Festival NIFFF de Neufchatel (Suisse)

Journal du NIFFF - Jour 7

Des eaux islandaises aux moumoutes nippones

Avant dernier jour à Neuchâtel et c’est une journée bien remplie qui est prévue. Première fois de la semaine que j’ai vraiment beaucoup dormi.
On commence avec du lourd Reykjavik Whale Watching Massacre de Júliús Kemp. Un groupe de touristes se retrouve sur un bateau pour aller observer les baleines. Lors d’un accident, le capitaine du bateau se retrouve empalé. Un pêcheur vient au secours des touristes et les ramène sur son bateau, qui va s’avérer être la pire des prisons. C’est dans une salle vide que moi et mon collègue Français nous préparons à voir un beau gros massacre. Il faut mettre les choses au clair, c’est un mauvais film mais on rigole bien, surtout (attention spoiler…) quand le Japonais se fait harponner puis utilisé comme figure de proue. C’est aussi un film qui ne donne que dans les caricatures, autant les Français (mon collègue était étonné que l’on caricature les Français comme une bande de cons…en même temps ils ne disent que la vérité là !), que les Japonais ou les blondes (je suis blonde et je m’en prends plein la tronche aussi, donc j’ai le droit de critiquer les Français) en prennent pour leurs grades. La bonne ambiance (malgré le peu que l’on était dans la salle) a beaucoup influencé ma vision du film. En outre, un bon petit film de massacre où l’on apprend que l’on n’aurait jamais dû « Sauver Willy ».

Je reprends mes projections l’après-midi avec un film Japonais, The Wig de Renpei Tsukamoto. On nous raconte l’histoire d’un homme à la calvitie grandissante qui, en déménageant à Tokyo, décide de commencer à porter une perruque. S’ensuivent moult incidents où il doit déjouer la nature pour que personne ne remarque que ce ne sont pas ses vrais cheveux. Une des meilleures comédies Japonaises que j’ai vues, qui aborde un vrai problème pour les hommes sous un angle dédramatisant. Les personnages sont très touchants et bien joués, l’histoire est drôle et originale, la musique entraînante et collant parfaitement avec le film. Bref, autant de points positifs qui balancent une fin qui laisse un peu en reste, mais même avec ce défaut, il vaut vraiment le détour.

Dans le cadre du Special Screening, on a droit à la première projection Suisse de Shelter de Mans Marlind et Björn Stein. Une psychologue (Julianne Moore) traite Adam (Jonathan Rhys Meyers), atteint de schizophrénie.

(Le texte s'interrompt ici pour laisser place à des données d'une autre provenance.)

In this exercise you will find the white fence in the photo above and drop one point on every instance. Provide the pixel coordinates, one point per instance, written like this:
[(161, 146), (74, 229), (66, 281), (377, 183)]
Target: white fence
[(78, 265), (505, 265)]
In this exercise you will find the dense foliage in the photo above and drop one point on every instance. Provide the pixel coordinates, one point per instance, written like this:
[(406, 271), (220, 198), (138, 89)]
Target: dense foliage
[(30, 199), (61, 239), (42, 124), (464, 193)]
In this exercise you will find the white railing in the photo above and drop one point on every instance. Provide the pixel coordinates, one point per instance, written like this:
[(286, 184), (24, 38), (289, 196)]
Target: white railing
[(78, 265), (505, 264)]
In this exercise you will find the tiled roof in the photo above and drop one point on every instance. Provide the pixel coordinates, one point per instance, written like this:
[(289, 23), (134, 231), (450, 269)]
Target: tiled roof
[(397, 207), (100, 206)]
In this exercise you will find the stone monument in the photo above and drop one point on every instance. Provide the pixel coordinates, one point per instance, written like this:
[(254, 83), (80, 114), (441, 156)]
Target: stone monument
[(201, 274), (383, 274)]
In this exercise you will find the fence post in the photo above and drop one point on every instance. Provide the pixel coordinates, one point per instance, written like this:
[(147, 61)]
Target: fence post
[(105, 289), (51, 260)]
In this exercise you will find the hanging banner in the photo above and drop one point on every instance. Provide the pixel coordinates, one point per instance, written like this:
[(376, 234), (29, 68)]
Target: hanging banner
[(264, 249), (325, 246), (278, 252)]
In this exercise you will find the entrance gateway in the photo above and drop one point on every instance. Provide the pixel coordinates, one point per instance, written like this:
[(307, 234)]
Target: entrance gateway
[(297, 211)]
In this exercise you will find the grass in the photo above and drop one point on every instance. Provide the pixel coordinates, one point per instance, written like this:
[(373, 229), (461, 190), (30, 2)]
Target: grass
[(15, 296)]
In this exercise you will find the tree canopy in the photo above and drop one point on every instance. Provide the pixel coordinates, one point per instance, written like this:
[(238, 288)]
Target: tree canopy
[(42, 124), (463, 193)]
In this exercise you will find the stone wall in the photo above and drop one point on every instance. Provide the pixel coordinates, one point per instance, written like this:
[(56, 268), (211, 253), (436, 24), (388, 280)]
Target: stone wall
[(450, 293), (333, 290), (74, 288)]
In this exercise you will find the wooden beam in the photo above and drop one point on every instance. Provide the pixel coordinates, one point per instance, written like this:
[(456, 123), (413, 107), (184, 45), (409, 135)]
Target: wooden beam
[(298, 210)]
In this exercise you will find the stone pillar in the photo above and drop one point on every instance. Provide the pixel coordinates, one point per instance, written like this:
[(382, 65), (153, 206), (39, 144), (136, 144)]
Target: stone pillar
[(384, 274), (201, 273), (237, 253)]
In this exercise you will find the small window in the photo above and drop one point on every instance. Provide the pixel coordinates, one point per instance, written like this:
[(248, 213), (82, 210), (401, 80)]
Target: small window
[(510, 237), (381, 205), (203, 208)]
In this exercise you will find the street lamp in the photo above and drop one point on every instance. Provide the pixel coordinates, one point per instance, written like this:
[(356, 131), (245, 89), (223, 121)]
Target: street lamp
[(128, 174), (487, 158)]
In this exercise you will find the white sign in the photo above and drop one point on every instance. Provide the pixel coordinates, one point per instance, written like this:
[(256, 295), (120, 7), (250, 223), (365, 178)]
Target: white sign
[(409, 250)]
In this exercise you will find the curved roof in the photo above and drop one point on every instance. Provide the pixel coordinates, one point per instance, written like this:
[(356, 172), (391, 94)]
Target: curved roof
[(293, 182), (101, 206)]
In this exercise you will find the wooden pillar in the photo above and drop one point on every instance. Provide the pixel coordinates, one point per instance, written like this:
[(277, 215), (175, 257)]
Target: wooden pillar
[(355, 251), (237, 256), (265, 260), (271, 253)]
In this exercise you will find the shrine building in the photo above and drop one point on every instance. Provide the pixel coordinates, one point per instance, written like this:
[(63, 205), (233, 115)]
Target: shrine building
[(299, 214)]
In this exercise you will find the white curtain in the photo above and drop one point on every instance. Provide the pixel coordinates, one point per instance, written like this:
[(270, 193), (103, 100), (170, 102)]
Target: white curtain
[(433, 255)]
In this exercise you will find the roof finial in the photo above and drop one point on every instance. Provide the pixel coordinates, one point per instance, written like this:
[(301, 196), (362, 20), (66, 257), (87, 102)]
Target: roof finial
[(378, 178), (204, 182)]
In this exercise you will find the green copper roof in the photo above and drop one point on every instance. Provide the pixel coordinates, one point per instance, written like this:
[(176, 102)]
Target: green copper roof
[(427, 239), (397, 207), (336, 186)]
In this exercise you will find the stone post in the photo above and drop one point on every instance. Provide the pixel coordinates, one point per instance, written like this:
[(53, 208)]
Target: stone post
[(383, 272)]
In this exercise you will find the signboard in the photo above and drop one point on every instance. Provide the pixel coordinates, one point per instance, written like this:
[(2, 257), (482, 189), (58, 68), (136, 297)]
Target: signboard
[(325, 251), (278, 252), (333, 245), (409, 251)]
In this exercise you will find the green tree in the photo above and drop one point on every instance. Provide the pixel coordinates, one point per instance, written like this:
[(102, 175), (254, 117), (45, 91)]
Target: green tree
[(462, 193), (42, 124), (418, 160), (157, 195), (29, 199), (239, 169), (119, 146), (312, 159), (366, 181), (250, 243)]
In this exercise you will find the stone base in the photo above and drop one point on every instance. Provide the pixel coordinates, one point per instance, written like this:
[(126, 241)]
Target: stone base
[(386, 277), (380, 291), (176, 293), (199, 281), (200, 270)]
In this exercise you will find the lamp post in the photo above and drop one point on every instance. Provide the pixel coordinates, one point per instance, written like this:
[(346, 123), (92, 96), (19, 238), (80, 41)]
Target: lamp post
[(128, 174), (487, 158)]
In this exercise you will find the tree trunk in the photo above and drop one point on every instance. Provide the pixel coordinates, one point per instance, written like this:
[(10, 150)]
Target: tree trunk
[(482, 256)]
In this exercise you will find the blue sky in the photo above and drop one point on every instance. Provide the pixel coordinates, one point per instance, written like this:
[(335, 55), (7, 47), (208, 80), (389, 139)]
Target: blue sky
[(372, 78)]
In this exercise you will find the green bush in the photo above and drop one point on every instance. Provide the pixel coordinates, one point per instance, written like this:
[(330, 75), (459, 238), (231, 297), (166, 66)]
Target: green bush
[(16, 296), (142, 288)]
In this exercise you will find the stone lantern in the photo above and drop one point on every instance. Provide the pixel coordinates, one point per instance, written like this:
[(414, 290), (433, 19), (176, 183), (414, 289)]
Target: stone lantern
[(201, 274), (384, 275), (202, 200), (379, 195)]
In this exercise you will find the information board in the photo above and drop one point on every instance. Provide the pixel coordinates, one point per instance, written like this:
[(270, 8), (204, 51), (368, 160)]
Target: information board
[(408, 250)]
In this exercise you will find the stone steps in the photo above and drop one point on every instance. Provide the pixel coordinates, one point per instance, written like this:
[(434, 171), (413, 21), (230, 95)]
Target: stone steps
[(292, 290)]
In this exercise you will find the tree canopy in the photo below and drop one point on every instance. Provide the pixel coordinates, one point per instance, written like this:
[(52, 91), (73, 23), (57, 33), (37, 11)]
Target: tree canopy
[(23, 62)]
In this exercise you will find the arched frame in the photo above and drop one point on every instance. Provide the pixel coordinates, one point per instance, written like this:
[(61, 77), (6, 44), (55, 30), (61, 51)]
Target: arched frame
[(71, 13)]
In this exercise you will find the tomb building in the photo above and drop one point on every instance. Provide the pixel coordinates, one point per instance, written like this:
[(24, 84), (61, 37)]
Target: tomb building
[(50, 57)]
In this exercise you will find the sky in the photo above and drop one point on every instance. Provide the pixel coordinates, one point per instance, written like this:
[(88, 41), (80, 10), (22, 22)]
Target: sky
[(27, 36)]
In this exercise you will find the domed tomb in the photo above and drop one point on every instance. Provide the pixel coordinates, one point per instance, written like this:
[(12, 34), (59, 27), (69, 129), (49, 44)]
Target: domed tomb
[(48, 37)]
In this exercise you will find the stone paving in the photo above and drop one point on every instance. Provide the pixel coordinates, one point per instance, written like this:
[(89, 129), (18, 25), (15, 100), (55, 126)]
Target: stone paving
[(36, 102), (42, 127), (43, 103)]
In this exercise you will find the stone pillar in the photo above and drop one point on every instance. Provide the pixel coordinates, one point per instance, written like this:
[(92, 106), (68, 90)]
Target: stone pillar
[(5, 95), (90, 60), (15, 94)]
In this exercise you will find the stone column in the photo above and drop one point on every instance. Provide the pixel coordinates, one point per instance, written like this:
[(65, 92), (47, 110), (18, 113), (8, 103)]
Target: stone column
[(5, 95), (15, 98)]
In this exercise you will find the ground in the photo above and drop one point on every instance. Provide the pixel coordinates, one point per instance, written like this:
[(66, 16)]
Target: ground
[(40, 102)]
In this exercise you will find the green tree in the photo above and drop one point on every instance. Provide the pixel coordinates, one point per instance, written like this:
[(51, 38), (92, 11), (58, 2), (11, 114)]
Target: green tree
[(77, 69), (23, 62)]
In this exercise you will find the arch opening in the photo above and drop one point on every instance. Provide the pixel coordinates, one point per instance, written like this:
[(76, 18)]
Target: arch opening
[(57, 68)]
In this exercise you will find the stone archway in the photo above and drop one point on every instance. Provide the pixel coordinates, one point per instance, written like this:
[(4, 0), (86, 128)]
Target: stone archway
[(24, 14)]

Pendant leurs séances, elle constate que les différentes personnalités d’Adam ont toutes été victimes de crimes violents. Un thriller qui flirte entre horreur et fantastique qui use et abuse des jump scares. Et ça marche… en tout cas sur moi qui fait des bonds toutes les 5 minutes. Ca ne veut pas dire que le film était bien (je l’ai pas non plus trouvé mauvais…), juste qu’ils savaient comment faire peur à une petite nature telle que moi. Avis très partagé dans le public et la salle pleine résonne d’avis très différents. Pour ma part, je dois dire qu’il m’a quand même travaillé et c’est tout le but de ce film. Ce n’est pas une histoire très originale mais elle est racontée et filmée de façon efficace. Les échos sont positifs du côté du public cinéphile amateur et négatif du côté des professionnels (je me situe entre les deux). Le thème de la schizophrénie abordé du point de vue du fantastique est très intéressant mais la fin ouverte du film est une solution de facilité et sent le travail bâclé. Avec des plans pas toujours très propres, mais un bon jeu d’acteur c’est un film qui faut voir même si c’est juste pour se faire un avis personnel et choisir son camp…pas comme moi.

Je finis avec l’Open Air au bord du lac qui diffuse The Crazies de Breck Eisner remake du grandiose Romero. Je ne vais pas vous faire la honte de réécrire une critique, après celle déjà très bonne qui est sur le site et dont je partage l’avis (http://cinemafantastique.net/PREVIEW-CINE-The-crazies.html). Je rajouterai juste que l’ambiance au NIFFF ce soir était super, après un orage pour rafraîchir l’atmosphère, le ciel toujours un peu menaçant rajoutait un plus au film (de la 3D avec les éléments). Mais à la place d’avoir peur (sauf les jump scares où comme d’habitude j’ai fait un saut d’un mètre), j’ai surtout ri et passé une de mes meilleures soirées au NIFFF. Et c’est aussi la magie du NIFFF, transformer un film médiocre en un bon moment ciné grâce aux rencontres et à l’ambiance.

Voilà, plus que dimanche et je rends mon espace sur le site. En tout cas question rire et atmosphère de folie, c’était bien la meilleure journée au NIFFF (euh par la je ne parle pas des films, sauf pour The Wig).